By Greg Braxton
Los Angeles Times
WWR Article Summary (tl;dr) As Greg Braxton reports, “it was women who dominated the ceremony with strong words onstage and backstage about feminism, a woman’s right to choose, LGBTQ acceptance and the president’s order to kill a top Iranian military leader.”
LOS ANGELES
A missive from Russell Crowe, sent from Australia where he stayed to protect his home and family as more than 145 fires burn, may have started what turned into a night of political speeches, despite host Ricky Gervais’ half-joking advice during his opening monologue to not use the podium “as a platform to make a political speech.”
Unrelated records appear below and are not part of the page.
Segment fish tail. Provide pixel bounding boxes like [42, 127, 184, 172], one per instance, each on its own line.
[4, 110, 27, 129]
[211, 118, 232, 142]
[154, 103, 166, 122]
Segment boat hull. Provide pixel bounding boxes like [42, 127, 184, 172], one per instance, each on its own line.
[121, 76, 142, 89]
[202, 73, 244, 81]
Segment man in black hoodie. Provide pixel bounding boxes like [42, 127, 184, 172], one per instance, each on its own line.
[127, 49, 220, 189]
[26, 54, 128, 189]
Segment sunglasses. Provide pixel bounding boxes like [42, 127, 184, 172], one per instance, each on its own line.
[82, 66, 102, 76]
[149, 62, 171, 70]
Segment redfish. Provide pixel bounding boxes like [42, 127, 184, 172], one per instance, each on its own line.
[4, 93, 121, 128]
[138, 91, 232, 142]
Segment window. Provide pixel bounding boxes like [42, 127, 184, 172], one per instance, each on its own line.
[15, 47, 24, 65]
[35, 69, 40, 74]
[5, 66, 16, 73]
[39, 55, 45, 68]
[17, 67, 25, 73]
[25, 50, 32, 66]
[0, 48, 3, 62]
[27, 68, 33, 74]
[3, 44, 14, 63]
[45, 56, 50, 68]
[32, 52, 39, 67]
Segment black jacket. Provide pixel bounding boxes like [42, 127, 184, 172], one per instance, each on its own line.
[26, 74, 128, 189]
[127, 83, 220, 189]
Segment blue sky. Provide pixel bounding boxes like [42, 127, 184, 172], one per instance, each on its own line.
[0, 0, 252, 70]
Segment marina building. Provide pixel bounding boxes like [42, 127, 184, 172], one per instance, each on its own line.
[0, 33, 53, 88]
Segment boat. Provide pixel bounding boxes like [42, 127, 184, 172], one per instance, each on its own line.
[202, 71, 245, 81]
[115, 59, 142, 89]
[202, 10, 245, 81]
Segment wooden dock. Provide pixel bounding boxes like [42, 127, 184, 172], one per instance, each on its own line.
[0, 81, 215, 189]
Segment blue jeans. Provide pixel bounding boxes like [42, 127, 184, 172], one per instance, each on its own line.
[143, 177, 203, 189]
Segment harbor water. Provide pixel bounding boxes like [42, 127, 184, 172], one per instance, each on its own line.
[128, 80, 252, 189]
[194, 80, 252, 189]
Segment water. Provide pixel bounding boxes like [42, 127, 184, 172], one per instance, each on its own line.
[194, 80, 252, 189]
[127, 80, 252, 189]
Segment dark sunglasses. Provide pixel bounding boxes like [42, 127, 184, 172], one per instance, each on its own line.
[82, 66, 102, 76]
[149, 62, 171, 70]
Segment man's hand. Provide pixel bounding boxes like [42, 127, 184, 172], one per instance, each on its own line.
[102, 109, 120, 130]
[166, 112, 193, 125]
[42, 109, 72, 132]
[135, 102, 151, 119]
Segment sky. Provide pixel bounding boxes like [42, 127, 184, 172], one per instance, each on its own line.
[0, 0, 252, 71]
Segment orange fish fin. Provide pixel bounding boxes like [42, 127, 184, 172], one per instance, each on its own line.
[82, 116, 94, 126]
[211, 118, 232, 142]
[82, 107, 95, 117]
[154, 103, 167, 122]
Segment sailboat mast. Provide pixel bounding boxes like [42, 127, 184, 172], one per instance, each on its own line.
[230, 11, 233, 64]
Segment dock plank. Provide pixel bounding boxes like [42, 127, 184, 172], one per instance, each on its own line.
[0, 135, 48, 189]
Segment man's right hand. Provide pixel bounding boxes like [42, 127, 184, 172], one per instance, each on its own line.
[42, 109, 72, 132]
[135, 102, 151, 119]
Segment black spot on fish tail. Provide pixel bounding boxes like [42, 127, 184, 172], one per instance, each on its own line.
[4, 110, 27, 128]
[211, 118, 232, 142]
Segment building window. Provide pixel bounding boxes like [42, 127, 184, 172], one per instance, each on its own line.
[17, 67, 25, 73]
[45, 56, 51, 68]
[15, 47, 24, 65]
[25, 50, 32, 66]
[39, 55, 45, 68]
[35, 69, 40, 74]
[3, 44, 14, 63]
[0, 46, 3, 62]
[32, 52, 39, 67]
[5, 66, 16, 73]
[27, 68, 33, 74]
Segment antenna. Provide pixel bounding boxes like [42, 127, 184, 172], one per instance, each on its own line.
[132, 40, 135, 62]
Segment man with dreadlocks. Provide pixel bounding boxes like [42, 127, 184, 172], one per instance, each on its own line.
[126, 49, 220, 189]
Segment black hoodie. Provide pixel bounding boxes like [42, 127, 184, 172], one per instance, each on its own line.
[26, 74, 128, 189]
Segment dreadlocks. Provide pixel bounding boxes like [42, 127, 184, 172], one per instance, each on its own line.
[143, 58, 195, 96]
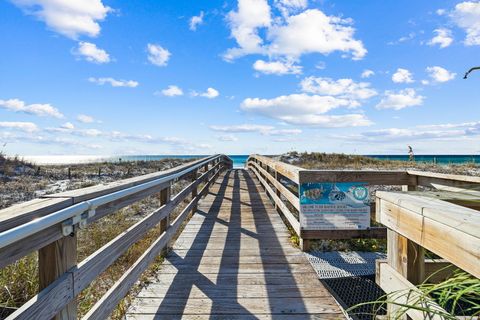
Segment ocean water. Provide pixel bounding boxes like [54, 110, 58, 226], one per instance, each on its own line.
[23, 155, 480, 168]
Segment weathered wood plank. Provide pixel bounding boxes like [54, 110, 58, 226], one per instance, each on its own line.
[132, 297, 338, 315]
[251, 167, 300, 234]
[38, 234, 77, 320]
[247, 155, 302, 184]
[127, 170, 345, 319]
[84, 162, 224, 319]
[377, 192, 480, 277]
[252, 162, 300, 211]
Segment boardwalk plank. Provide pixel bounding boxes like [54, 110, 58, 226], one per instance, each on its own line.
[126, 170, 345, 320]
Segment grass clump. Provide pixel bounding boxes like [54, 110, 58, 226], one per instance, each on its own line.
[346, 270, 480, 320]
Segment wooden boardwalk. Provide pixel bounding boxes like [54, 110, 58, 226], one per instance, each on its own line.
[127, 170, 345, 320]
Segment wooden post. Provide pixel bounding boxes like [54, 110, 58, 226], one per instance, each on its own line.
[160, 187, 171, 234]
[387, 185, 425, 319]
[192, 170, 198, 213]
[275, 170, 282, 210]
[38, 233, 77, 320]
[299, 235, 311, 252]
And, yes, Joaquin Phoenix admonished stars who take “private jets to Palm Springs” while praising the Hollywood Foreign Press Assn. for “the evening’s plant-based menu.”
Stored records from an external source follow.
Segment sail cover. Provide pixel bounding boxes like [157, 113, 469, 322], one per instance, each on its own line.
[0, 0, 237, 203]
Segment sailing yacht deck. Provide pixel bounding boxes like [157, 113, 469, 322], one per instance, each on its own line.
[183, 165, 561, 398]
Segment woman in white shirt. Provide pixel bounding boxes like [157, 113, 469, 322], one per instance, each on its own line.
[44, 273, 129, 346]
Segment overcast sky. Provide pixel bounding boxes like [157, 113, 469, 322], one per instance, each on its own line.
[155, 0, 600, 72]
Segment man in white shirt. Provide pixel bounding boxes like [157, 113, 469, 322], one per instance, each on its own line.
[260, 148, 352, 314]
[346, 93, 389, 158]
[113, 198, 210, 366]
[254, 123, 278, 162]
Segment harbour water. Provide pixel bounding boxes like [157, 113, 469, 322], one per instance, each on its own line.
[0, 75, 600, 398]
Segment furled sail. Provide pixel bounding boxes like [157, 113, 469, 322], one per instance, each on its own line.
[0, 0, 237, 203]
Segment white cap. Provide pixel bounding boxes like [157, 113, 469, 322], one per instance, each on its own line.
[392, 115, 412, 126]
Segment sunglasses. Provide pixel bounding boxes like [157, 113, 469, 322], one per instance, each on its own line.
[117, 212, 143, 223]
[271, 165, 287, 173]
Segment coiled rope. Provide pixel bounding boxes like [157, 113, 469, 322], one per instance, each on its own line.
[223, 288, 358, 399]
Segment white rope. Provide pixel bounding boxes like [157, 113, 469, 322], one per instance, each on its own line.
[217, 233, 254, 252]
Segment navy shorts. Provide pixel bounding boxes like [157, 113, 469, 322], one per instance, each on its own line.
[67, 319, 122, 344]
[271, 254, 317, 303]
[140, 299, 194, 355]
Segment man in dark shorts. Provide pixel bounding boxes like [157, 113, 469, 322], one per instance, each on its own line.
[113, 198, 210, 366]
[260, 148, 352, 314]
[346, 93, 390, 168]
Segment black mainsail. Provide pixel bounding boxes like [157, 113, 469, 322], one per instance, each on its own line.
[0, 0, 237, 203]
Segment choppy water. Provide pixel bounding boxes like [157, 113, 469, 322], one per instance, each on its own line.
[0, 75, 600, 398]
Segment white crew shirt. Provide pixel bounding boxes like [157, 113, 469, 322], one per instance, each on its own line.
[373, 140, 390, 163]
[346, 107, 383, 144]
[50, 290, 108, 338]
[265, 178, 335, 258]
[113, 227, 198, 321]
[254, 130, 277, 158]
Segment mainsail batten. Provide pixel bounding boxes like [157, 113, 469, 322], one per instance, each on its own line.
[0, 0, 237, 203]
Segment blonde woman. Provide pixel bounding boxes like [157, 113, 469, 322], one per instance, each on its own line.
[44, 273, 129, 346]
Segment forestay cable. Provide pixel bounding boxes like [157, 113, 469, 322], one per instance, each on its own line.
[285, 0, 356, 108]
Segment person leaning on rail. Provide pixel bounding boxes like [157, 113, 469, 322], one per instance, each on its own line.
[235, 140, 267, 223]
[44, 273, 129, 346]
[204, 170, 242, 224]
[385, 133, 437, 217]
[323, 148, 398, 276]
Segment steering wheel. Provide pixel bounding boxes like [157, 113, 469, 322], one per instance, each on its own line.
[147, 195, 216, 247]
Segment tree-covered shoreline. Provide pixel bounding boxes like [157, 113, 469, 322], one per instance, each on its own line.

But it was women who dominated the ceremony with strong words onstage and backstage about feminism, a woman’s right to choose, LGBTQ acceptance and the president’s order to kill a top Iranian military leader.
Michelle Williams spoke about choice as she accepted the Golden Globe for actress in a limited series or made-for-TV movie award, for playing actress and dancer Gwen Verdon in FX’s “Fosse/Verdon.” “I’m … grateful to have lived in a moment in our society where choice exists because as women and as girls, things can happen to our bodies that are not our choice.” She said she’s tried “to live a life of my own making … sometimes messy and scrawling, sometimes careful and precise, but one that I have carved with my own hand. And I would not have been able to do this without employing a woman’s right to choose.”
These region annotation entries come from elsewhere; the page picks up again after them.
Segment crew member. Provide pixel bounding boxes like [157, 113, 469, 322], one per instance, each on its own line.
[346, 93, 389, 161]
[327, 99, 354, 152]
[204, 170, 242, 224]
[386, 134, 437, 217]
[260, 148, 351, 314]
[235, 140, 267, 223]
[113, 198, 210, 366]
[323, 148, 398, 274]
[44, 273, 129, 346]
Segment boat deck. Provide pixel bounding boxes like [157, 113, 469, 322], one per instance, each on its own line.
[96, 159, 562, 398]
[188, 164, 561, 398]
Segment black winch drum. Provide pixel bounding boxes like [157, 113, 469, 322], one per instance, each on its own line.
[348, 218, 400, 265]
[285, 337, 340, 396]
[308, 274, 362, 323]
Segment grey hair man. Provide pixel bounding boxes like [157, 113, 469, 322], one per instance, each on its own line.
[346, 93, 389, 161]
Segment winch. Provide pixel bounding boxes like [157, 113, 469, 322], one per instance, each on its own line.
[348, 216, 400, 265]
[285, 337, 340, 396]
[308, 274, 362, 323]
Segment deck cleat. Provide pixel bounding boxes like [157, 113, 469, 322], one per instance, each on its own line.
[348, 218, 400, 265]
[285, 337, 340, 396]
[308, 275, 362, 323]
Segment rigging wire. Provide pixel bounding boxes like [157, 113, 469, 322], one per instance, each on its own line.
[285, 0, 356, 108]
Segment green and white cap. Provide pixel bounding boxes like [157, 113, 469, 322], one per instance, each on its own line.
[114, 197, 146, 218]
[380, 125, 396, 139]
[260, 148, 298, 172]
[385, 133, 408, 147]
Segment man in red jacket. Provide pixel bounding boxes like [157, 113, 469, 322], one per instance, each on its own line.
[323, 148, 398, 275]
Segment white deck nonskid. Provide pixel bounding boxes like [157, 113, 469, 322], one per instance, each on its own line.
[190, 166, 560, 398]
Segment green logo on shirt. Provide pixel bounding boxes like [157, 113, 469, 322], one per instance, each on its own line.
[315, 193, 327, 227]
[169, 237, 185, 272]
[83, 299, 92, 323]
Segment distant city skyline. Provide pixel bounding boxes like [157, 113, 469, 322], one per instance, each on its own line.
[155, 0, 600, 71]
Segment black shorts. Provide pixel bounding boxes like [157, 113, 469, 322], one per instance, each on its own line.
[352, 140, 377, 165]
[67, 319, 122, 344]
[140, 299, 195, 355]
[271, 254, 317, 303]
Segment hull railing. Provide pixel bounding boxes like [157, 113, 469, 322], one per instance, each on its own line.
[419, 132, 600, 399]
She added, “So women, 18 to 118, when it is time to vote, please do so in your own self interest. It’s what men have been doing for years.” Pausing as the audience cheered, she said, “It is what men have been doing for years, which is why the world looks so much like them. Don’t forget we are the largest voting body in this country. Let’s make it look more like us.”
Standing nearby after presenting the award, Tiffany Haddish chimed in with an enthusiastic exclamation: “I’m all about that women’s choice!”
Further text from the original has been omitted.